# Turkey mount question



## PBH (Nov 7, 2007)

looks like I have a tag for southern region this year. I'm thinking that I'd like to get a full strut mount this year, if I'm lucky enough to harvest. I've also been thinking about going after a bird with archery equipment this time. I have a couple questions:

What's better, real head skin mount, or artificial head? Does it matter?

If I lop off the head, can a taxidermist still use it for a skin mount?


----------



## TEX-O-BOB (Sep 12, 2007)

A head shot is always the best way to kill a turkey in regards to taxidermy! If you're bow hunting just be sure you hit the head only. Try not to cut any of the neck feathers below the head. I always say aim for his eye...

Some taxidermists use the real head, and some use fake ones. I prefer the fake ones. I have my own line of cast heads that were molded from real heads. They look just as real as the freeze dried ones. I think more real... Here's why. it's almost impossible to paint a freeze dried head and not get paint on the feathers. When I use a cast head I paint the head first, then add the feathers to it afterwards. The result is an extremely lifelike head with absolutely no painted feathers. Plus, a plastic head will NEVER shrink, stink, draw bugs, go bad, or rot on you. Freeze dried heads don't carry that same guarantee.

The real trick with painting a turkey head is to make it look like it hasn't been painted at all. You can't do that with a freeze dried head. The really good guys can get close, but it still looks painted.

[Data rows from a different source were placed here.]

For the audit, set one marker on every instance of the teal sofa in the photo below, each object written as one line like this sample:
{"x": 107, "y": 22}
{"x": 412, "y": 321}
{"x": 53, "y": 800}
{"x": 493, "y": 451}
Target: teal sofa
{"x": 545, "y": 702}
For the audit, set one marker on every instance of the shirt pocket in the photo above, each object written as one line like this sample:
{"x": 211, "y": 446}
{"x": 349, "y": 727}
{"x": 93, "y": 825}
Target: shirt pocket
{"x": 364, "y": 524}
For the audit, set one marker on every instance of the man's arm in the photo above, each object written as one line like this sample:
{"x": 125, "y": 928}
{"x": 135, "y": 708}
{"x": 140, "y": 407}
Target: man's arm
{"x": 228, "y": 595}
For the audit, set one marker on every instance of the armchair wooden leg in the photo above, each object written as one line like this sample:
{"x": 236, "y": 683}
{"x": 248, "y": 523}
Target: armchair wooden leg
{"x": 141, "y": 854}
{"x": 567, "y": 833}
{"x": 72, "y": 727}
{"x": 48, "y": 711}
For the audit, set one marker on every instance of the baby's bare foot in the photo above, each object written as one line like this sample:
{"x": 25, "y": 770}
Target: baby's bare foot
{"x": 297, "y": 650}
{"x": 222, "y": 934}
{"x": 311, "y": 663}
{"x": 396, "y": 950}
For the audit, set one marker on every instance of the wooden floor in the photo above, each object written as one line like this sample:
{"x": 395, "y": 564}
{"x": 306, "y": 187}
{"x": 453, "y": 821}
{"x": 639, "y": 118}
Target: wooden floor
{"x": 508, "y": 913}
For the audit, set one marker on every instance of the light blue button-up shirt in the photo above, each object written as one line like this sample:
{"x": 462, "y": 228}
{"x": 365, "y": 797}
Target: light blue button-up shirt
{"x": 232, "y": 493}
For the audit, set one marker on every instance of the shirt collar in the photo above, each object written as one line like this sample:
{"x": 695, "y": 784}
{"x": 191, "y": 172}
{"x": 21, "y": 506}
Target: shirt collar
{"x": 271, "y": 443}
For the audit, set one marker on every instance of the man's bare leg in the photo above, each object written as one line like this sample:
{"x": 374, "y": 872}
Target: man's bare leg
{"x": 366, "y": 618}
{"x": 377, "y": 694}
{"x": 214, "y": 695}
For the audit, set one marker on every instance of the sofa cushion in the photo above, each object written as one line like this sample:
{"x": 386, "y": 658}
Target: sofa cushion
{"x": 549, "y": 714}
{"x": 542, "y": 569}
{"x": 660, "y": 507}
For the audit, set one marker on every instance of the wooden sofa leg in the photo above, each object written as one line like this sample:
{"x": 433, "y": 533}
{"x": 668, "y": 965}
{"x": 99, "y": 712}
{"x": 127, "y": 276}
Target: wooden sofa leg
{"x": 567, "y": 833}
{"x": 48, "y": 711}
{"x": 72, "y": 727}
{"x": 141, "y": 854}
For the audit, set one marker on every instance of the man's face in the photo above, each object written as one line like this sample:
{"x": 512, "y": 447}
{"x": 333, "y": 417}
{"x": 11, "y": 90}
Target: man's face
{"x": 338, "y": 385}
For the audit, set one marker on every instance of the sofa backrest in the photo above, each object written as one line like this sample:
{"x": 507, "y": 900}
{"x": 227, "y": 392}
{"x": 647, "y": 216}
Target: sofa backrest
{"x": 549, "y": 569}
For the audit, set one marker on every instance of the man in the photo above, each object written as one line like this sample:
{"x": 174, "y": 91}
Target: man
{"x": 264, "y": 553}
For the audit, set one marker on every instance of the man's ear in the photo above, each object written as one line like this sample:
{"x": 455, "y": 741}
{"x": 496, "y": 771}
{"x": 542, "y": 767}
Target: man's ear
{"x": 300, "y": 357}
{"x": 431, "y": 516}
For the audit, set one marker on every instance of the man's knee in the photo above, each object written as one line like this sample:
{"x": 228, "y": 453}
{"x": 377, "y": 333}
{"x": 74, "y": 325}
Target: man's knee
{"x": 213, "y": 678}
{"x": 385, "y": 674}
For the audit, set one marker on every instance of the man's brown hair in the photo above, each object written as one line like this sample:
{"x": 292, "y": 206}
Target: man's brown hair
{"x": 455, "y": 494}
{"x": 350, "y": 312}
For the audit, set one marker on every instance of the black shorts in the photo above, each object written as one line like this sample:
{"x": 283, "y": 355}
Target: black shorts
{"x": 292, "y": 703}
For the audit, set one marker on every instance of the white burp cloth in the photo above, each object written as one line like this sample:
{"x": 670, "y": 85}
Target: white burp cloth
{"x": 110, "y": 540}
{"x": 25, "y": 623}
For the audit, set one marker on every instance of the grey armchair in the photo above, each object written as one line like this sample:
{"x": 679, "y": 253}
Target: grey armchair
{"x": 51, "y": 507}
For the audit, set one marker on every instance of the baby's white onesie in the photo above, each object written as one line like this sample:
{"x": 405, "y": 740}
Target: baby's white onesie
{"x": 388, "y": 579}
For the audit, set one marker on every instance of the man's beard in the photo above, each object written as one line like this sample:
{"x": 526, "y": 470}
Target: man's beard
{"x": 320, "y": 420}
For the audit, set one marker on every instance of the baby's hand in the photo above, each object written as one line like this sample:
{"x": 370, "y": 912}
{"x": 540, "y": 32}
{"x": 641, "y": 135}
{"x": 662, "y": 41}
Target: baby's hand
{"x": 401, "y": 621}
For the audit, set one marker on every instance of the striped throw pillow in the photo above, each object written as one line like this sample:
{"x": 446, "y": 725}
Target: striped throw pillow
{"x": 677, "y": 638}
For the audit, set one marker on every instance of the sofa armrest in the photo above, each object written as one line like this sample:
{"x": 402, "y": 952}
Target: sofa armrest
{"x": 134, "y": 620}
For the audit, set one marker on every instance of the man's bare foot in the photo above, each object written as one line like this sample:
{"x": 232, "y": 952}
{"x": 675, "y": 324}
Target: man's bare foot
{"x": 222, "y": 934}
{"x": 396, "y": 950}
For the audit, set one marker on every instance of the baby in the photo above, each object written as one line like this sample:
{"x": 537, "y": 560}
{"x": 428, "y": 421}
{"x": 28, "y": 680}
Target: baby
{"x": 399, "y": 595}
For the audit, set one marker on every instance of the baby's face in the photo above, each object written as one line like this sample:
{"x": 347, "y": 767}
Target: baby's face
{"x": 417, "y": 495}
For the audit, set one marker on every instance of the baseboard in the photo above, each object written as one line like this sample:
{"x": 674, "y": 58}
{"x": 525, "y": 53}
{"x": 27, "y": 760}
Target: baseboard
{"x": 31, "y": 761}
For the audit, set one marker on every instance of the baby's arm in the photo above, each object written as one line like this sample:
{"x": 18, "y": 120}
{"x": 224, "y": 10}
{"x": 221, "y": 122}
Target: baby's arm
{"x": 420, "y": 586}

Here's a picture of a freeze dried head from the best in the business. If you look close you can see the paint on the feathers.









And here's one I did from a cast head and glued the feathers back in. Better looking? You be the judge...


----------



## freepunk (Sep 17, 2007)

Tex knows his stuff. Great looking head. Planning on using a gobbler guillotine? :lol:


----------



## PBH (Nov 7, 2007)

yes -- I'm going to try out the guillotine.


----------